The Problem
FastForward — our new RTX 5060 (Blackwell, 8GB VRAM) inference host — was consistently underperforming BigBrain's RTX 4070 (Ada, 12GB VRAM) on identical models. The 5060 is a newer architecture with higher theoretical throughput, so something was wrong.
Initial benchmarks showed the 5060 running at roughly half the 4070's speed on the same Qwen 3 8B model. Task Manager revealed the root cause: the GPU was only handling 72% of inference, with 28% spilling to CPU. The model's KV cache was overflowing 8GB VRAM.
The Investigation
Baseline: RTX 4070 (12GB VRAM)
| Model | Quant | Tokens/sec | GPU Offload |
|---|---|---|---|
| qwen3:8b | Q4_K_M | 73.1 | 100% |
| qwen3:14b | Q4_K_M | 42.3 | 100% |
| qwen3:32b | Q4_K_M | 18.7 | ~60% |
RTX 5060 — Before Optimization
| Model | Quant | Tokens/sec | GPU Offload |
|---|---|---|---|
| qwen3:8b | Q4_K_M | 38.2 | ~72% |
The Q4_K_M quantization of the 8B model uses ~5.2GB for weights alone. With the KV cache, metadata, and CUDA overhead, total VRAM demand exceeded 8GB. The overflow spilled to system RAM, cutting throughput in half.
The Fix: IQ4_XS Quantization
IQ4_XS is a more aggressive quantization format that reduces model weights by roughly 15% compared to Q4_K_M while maintaining nearly identical perplexity. For the 8B model, this brought weights down to ~4.4GB — leaving enough VRAM headroom for the KV cache to stay fully GPU-resident.
RTX 5060 — After IQ4_XS
| Model | Quant | Tokens/sec | GPU Offload |
|---|---|---|---|
| qwen3:8b | IQ4_XS | 67.3 | 100% |
67.3 t/s — within 8% of the 4070's 73.1 t/s. The remaining gap is architectural: the 4070 has 50% more CUDA cores and higher memory bandwidth. But the 5060 is now pulling its weight as a viable subagent inference host.

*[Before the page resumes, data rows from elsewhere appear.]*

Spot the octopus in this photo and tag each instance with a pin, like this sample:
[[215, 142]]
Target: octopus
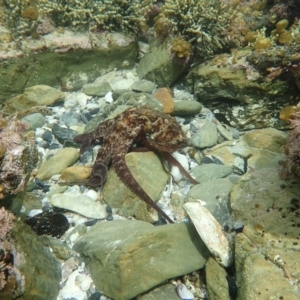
[[145, 126]]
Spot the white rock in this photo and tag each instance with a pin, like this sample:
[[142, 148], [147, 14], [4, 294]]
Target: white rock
[[71, 290], [85, 284], [34, 212], [70, 103], [39, 132], [108, 97], [211, 232], [92, 194], [79, 203], [183, 292], [123, 84], [68, 267], [182, 159], [82, 99]]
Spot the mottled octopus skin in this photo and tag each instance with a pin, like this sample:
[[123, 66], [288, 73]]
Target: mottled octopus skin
[[155, 130]]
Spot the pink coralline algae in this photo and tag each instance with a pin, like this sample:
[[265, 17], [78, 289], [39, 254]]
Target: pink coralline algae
[[17, 156]]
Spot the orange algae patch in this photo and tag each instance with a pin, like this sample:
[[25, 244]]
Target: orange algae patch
[[30, 13], [164, 96], [287, 112]]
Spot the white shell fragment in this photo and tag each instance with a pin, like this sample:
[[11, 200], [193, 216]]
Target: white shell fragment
[[211, 232], [183, 292]]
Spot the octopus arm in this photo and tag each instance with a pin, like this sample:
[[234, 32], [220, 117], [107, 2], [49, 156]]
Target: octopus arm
[[122, 170]]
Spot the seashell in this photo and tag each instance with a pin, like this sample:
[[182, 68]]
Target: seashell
[[108, 98], [183, 292], [182, 159], [211, 232]]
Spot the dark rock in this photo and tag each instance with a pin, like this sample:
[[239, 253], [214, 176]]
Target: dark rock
[[49, 223], [64, 135], [35, 273], [70, 118]]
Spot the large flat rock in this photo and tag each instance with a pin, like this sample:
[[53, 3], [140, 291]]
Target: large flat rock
[[127, 258]]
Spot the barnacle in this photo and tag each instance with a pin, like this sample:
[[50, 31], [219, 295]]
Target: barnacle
[[181, 48]]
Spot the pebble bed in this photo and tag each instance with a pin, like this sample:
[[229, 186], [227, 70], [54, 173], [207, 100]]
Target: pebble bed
[[67, 120]]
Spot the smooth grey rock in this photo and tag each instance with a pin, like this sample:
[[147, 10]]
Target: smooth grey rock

Failed Experiment: SGLang + NVFP4
We also tested SGLang with NVIDIA's native FP4 quantization (NVFP4), hoping Blackwell's hardware FP4 support would unlock better performance. The NVFP4 model alone required 7.24GB VRAM — leaving almost nothing for the KV cache. It OOM'd immediately on any non-trivial prompt.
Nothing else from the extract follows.